Dice una greguería del Diario póstumo: «En los ojos del gato hay la tristeza de no poder ser más que ojos de gato.» Se repiten en todo el libro estas antigreguerías. Y las llamo así porque, aunque tengan la apariencia de la eterna greguería ramoniana, son en realidad su negación. La greguería, como la metáfora, no hace sino relacionar unas cosas con otras, animar una imagen poniéndola en contacto eléctrico con otra imagen. Pero los ojos del gato, de pronto, ya no son relacionables con nada, sino que se quedan en ojos de gato, y esa es su tristeza y ése su único mensaje.
Elijo esta greguería porque da tono a todo el libro. A Ramón se le han cortado las relaciones entre las cosas, los puentes de la imaginación. El mundo ha dejado de ser para él una cinta infinita en la que todo se relaciona con todo. Ha perdido la idea de continuidad y contigüidad, y por lo tanto ha perdido la idea de circunferencia. Las cosas y los gatos ya sólo remiten a su propia limitación. La imaginación ramoniana, en vez de relacionar, ahora aísla. Es una imaginación que se está volviendo analítica, o sea que se está secando. Dice en otra observación intimista de este libro, al oír el ascensor de la casa que sube con un vecino: «Otro que se salva de la calle.» La calle se le ha vuelto -a él, tan callejero- peligrosa y adversa. Y no sólo, naturalmente, por razones políticas, sino por razones vitales. Con su ya comentada y estudiada sensibilidad para lo cotidiano, experimenta ahora el alivio que debe experimentar ese vecino -a lo mejor el vecino no lo experimenta- al subir en el ascensor que le posa blandamente en un hogar cálido.
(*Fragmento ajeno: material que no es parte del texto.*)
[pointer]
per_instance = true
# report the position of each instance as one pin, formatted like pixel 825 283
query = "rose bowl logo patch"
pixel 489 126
Ramón anota de pronto el número de la funeraria de Buenos Aires: 888888. El 17 de julio de 1955 deja de fumar. El 11 de septiembre cumple cincuenta años su mujer. En febrero del 56 habla de enfermedades y medicinas. El 10 de junio del 56 hay tiros en la noche y Ramón atranca su puerta con el Diccionario Enciclopédico. Tiene miedo de que vaya a desencadenarse una guerra como la que le echó de España. Se ha comprado un juego de café y «un gato baudeleriano de porcelana» y experimenta la inquietud de que la política o la guerra pueden truncarle estos amagos de felicidad doméstica. La Historia, pues, tampoco consigue arrastrarle. Será así hasta la muerte y desde que, muy joven, se propuso -quizá sin proponérselo- vivir en la vida y no en la Historia, vivir en lo cotidiano y no en los acontecimientos. La última anotación del libro es del 24 de septiembre y dice: «El inmenso Dios que llena lo inconcebible.» La expresión es buena y está por encima de su pietismo habitual de viejo. Poco antes había anotado: «Pero el Manzanares sigue creciendo.» Quiere decirse que España está presente en su nostalgia continuamente (las referencias son frecuentes en este Diario), de acuerdo con la teoría de los tres círculos concéntricos que ya hemos expuesto, y en los cuales se mueve hasta la muerte. En algún rincón perdido del libro ha escrito: «Hay mortales que tienen cáncer.» Es una de sus últimas y macabras ironías. Además de ser uno mortal por naturaleza, tiene cáncer.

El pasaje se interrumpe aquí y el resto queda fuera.